As well, once a Special Project Order has been prescribed, employees who work under the collective agreement at the special project site are not able to vote to determine whether a trade union will be certified. In other words, a union is not able to use those unionized trades working at a Special Project site when they are attempting a certification drive of an otherwise non-union employer.
The impact of unionization in the construction industry
Non-union employers should be aware of the significant restrictions that unionization imposes:
- Lack of control over collective bargaining
The construction industry is generally divided into sectors or divisions. The sector in which the vast majority of construction industry work falls is the commercial and industrial sector. In the four Atlantic Provinces, the commercial and industrial sector (or division) is generally governed by collective agreements that have been negotiated by an accredited employers organization and the construction industry unions ("Accredited Employers Organization Collective Agreements"). Upon certification, the employer must apply the Accredited Employers Organization Collective Agreement to all industrial and commercial sector work that falls within the jurisdiction of the union(s) which certified the employer. In general, Accredited Employers Organization Collective Agreements tend to provide very generous benefits and wages and generally do not take into account the employer's size, the types of projects that the employer is engaged in, or the employer's competition.
- Hiring hall based hiring
Generally, collective agreements in the construction industry provide for hiring hall type provisions that significantly restrict an employer's ability to "name hire" (i.e. hire the employees who were employed by the employer previous to the certification).
- Jurisdictional disputes
Construction industry unions often engage in work jurisdictional disputes (i.e. unions fight over work jurisdiction). Jurisdictional disputes are common in the construction industry because there are numerous work jurisdiction gray areas (e.g. stripping forms have been considered by Boards to be work normally performed by members of labourers and carpenters). Labour relations legislation in each Atlantic Province provides a dispute resolution process. However, jurisdictional disputes generally disrupt projects, upset employers' customers, and are expensive and time consuming to litigate.
- Expedited arbitration
The Nova Scotia Trade Union Act provides that when a dispute or difference arises which the parties are unable to resolve, they must agree by midnight of that day on the appointment of an arbitrator. If they cannot agree, the Minister of Labour and Workforce Development shall appoint an arbitrator and the decision of the arbitrator must be given within 48 hours of their appointment unless the parties agree to an extension.

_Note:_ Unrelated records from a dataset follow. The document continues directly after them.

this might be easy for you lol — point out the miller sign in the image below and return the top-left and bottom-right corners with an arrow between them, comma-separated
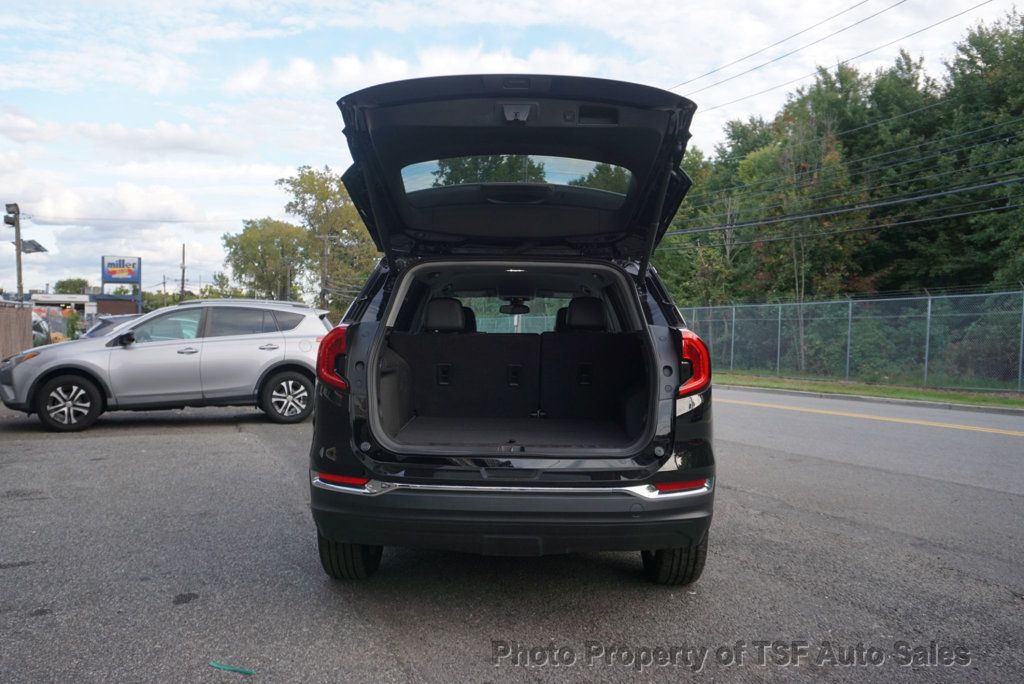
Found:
101,256 -> 142,284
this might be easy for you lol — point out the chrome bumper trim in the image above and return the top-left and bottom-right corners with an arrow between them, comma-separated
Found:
311,473 -> 714,500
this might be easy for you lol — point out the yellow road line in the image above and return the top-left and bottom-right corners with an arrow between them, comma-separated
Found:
716,398 -> 1024,437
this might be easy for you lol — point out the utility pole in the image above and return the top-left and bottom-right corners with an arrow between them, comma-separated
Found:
179,244 -> 186,301
316,234 -> 335,308
162,275 -> 167,308
4,203 -> 23,305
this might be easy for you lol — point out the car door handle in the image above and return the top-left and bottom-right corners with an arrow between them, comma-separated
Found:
258,344 -> 280,351
177,347 -> 199,355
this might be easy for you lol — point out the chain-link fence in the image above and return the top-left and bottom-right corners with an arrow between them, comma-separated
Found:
681,290 -> 1024,393
476,315 -> 557,333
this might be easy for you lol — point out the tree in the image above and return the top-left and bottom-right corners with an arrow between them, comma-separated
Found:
200,272 -> 248,299
222,218 -> 310,300
54,278 -> 89,294
569,163 -> 631,194
432,155 -> 546,186
276,165 -> 378,314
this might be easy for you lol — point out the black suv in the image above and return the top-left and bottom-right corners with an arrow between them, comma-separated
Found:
310,75 -> 713,585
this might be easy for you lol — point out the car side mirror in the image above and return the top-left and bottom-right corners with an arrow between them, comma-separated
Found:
117,331 -> 135,346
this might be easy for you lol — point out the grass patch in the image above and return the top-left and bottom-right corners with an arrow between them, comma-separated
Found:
714,372 -> 1024,409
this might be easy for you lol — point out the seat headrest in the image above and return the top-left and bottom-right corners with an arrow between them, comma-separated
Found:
566,297 -> 606,331
554,307 -> 568,332
461,306 -> 477,332
424,298 -> 465,332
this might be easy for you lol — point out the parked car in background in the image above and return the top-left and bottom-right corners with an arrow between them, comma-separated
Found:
0,300 -> 331,431
83,314 -> 140,338
309,74 -> 714,585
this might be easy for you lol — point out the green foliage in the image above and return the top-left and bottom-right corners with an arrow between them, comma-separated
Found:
54,278 -> 88,294
657,12 -> 1024,306
432,155 -> 546,186
220,165 -> 378,317
276,165 -> 378,315
568,163 -> 631,193
66,310 -> 80,339
222,218 -> 309,300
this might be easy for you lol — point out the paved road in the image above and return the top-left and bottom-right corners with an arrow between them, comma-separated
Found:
1,388 -> 1021,681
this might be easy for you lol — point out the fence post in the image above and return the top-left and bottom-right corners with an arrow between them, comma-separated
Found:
1018,289 -> 1024,393
845,299 -> 853,380
923,296 -> 933,386
776,303 -> 782,376
730,305 -> 736,371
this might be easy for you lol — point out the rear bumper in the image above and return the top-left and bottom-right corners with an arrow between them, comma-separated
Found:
310,476 -> 714,556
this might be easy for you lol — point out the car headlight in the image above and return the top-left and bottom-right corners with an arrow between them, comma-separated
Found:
6,351 -> 40,367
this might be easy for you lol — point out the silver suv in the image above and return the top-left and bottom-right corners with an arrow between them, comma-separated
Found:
0,300 -> 331,431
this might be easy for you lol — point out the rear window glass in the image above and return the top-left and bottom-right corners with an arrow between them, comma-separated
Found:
274,311 -> 305,331
207,307 -> 277,337
460,296 -> 570,333
401,155 -> 632,195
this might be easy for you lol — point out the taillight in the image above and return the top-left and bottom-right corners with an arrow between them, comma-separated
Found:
678,328 -> 711,397
654,478 -> 708,493
317,324 -> 349,391
317,472 -> 369,487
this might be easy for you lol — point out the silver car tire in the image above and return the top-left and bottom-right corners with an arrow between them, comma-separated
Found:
261,371 -> 314,424
34,374 -> 103,432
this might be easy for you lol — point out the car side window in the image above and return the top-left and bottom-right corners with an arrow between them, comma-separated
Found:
273,311 -> 305,331
206,307 -> 277,337
131,309 -> 203,344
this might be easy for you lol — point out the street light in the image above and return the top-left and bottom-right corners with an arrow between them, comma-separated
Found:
5,204 -> 48,304
17,239 -> 47,254
4,203 -> 24,303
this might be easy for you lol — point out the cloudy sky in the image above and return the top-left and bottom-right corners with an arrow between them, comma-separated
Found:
0,0 -> 1013,296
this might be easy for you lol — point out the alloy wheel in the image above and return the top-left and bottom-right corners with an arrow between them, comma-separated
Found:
270,379 -> 309,417
46,384 -> 92,425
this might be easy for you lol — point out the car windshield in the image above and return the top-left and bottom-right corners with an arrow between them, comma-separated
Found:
401,155 -> 632,194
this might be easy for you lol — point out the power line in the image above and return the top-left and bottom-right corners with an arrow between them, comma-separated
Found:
659,193 -> 1017,255
666,0 -> 873,90
680,152 -> 1024,226
687,114 -> 1024,203
658,198 -> 1023,251
681,0 -> 910,97
701,0 -> 996,112
24,215 -> 250,225
667,175 -> 1024,236
675,126 -> 1019,216
712,99 -> 947,166
707,200 -> 1023,248
682,115 -> 1024,206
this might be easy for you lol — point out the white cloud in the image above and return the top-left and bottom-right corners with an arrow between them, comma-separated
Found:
0,44 -> 192,95
0,111 -> 61,143
75,121 -> 248,157
226,58 -> 273,94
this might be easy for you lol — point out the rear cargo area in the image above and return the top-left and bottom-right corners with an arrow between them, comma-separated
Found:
376,328 -> 649,450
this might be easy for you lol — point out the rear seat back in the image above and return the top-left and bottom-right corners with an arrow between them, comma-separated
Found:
539,331 -> 644,420
389,332 -> 541,418
387,298 -> 643,423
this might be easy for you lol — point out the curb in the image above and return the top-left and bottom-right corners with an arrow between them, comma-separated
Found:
713,383 -> 1024,417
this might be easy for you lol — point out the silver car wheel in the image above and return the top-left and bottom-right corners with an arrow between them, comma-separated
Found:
46,384 -> 92,425
271,379 -> 309,417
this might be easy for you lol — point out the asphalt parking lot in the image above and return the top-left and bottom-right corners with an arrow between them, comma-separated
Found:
1,387 -> 1022,681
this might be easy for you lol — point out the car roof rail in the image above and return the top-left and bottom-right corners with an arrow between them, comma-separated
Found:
176,298 -> 313,308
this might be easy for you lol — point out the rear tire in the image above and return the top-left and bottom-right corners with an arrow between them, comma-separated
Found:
261,371 -> 314,423
642,532 -> 708,585
317,532 -> 383,580
34,374 -> 103,432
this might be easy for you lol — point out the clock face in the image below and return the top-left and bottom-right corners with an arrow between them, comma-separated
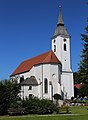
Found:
52,74 -> 56,79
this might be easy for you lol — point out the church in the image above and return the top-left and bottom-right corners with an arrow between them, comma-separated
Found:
10,6 -> 74,100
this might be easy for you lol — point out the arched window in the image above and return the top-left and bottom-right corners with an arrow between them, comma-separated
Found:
20,75 -> 24,83
64,43 -> 66,51
44,78 -> 48,93
54,45 -> 56,52
29,86 -> 32,90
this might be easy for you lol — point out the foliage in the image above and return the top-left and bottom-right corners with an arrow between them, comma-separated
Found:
6,81 -> 21,105
79,84 -> 88,97
0,80 -> 20,115
73,72 -> 80,84
0,82 -> 8,115
22,97 -> 56,114
78,20 -> 88,83
9,97 -> 56,114
74,86 -> 79,98
10,100 -> 23,108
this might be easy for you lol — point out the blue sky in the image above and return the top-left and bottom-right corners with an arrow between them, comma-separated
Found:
0,0 -> 88,80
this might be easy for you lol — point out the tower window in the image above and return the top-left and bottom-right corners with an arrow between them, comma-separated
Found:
64,39 -> 66,42
64,44 -> 66,51
44,78 -> 48,93
53,40 -> 56,43
54,45 -> 56,52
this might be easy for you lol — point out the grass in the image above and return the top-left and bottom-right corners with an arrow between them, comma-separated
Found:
0,106 -> 88,120
70,106 -> 88,114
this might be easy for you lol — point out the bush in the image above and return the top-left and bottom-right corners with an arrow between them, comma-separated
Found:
22,97 -> 56,114
10,100 -> 23,108
9,97 -> 56,114
10,97 -> 56,114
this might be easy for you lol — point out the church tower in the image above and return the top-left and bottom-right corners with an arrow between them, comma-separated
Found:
52,6 -> 74,99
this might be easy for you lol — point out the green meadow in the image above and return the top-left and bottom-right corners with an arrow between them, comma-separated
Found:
0,106 -> 88,120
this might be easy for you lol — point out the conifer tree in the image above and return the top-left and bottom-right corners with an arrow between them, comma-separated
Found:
78,19 -> 88,83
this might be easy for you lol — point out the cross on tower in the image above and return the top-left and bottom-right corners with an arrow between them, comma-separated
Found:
59,0 -> 62,8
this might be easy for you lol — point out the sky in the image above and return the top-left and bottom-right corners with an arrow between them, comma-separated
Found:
0,0 -> 88,80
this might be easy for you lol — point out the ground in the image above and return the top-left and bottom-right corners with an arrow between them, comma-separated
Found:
0,106 -> 88,120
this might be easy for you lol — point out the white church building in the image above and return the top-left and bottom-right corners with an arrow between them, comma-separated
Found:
10,6 -> 74,100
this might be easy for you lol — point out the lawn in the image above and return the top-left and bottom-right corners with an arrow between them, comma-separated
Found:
0,106 -> 88,120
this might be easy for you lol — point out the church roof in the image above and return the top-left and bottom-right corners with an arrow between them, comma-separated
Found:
53,6 -> 69,38
74,84 -> 81,89
11,50 -> 61,76
21,76 -> 38,86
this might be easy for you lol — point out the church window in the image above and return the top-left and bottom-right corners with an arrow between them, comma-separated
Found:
64,44 -> 66,51
20,75 -> 24,83
29,86 -> 32,90
44,78 -> 48,93
54,45 -> 56,52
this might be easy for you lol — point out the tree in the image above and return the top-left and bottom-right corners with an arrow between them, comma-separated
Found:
79,84 -> 88,97
78,19 -> 88,83
74,86 -> 79,98
0,80 -> 20,115
0,82 -> 8,115
73,72 -> 80,84
6,81 -> 21,105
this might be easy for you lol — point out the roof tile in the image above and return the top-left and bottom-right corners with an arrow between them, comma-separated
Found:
11,50 -> 61,76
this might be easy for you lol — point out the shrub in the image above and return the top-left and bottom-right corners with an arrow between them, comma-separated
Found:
10,100 -> 23,108
22,97 -> 56,114
8,97 -> 56,115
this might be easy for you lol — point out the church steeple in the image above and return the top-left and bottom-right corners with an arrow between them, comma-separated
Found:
52,2 -> 74,99
52,5 -> 69,38
57,6 -> 64,26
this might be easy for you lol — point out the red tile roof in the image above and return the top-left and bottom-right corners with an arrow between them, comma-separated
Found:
74,84 -> 81,89
11,50 -> 61,76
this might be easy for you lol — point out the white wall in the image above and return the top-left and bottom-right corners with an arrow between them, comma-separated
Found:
61,72 -> 74,99
41,64 -> 61,100
11,63 -> 61,100
50,64 -> 61,95
21,85 -> 38,99
52,36 -> 72,71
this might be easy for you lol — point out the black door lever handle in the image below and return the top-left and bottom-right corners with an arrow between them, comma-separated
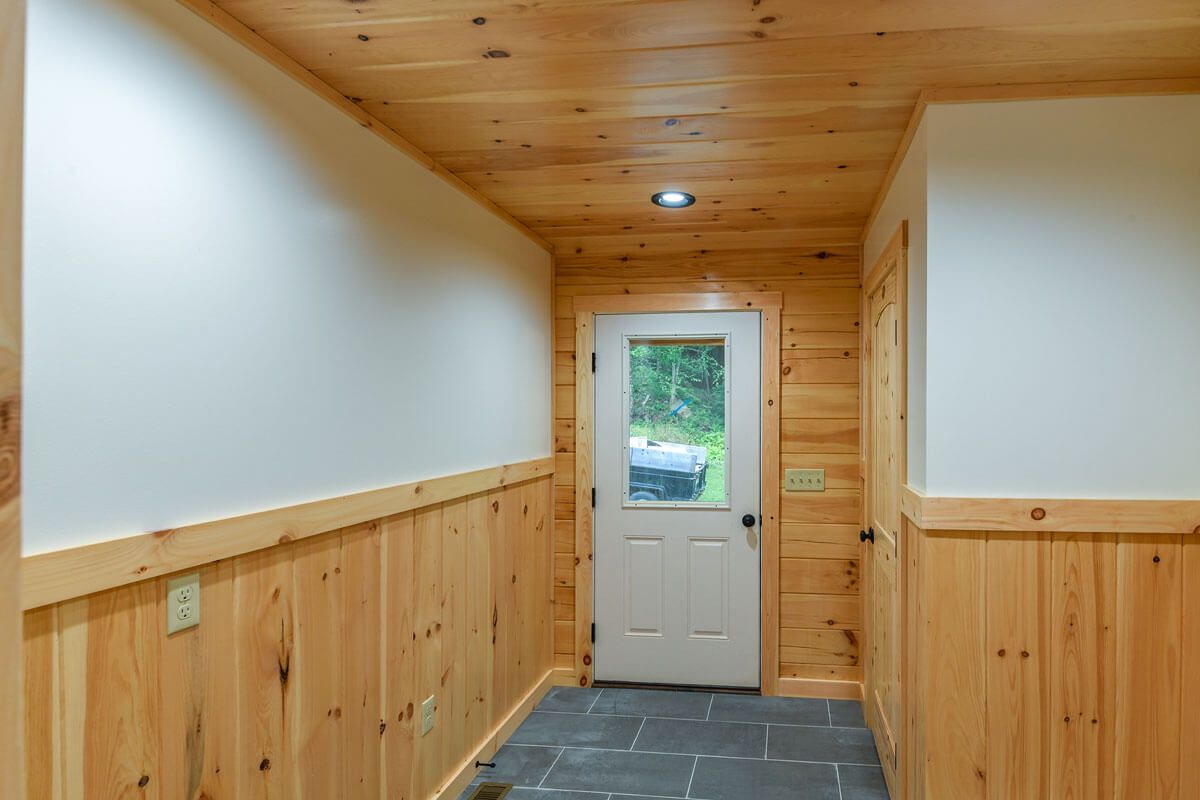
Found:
860,528 -> 875,543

In New Brunswick, there is also process for expedited arbitrations which either party can apply for by requesting that the Minister appoint an arbitrator. The arbitrator must begin hearing the case within 28 days. If requested to do so by the parties to the dispute, the arbitrator shall (a) if possible, issue an oral decision within one day after the conclusion of the hearing, and (b) issue to the parties and file with the Minister written reasons within 21 days after the conclusion of the hearing.
In Newfoundland and Labrador, there is a 48 hour arbitration option for jurisdictional disputes.
What this means to you
This article is not intended to provide a complete summary of the complicated rules that govern construction industry labour relations in the four Atlantic Canadian provinces. However, the above summary demonstrates that non-union employers in the construction industry should be mindful of the risk of certification and seek advice on strategies that lessen the likelihood of certification but do not run afoul of labour relations legislation.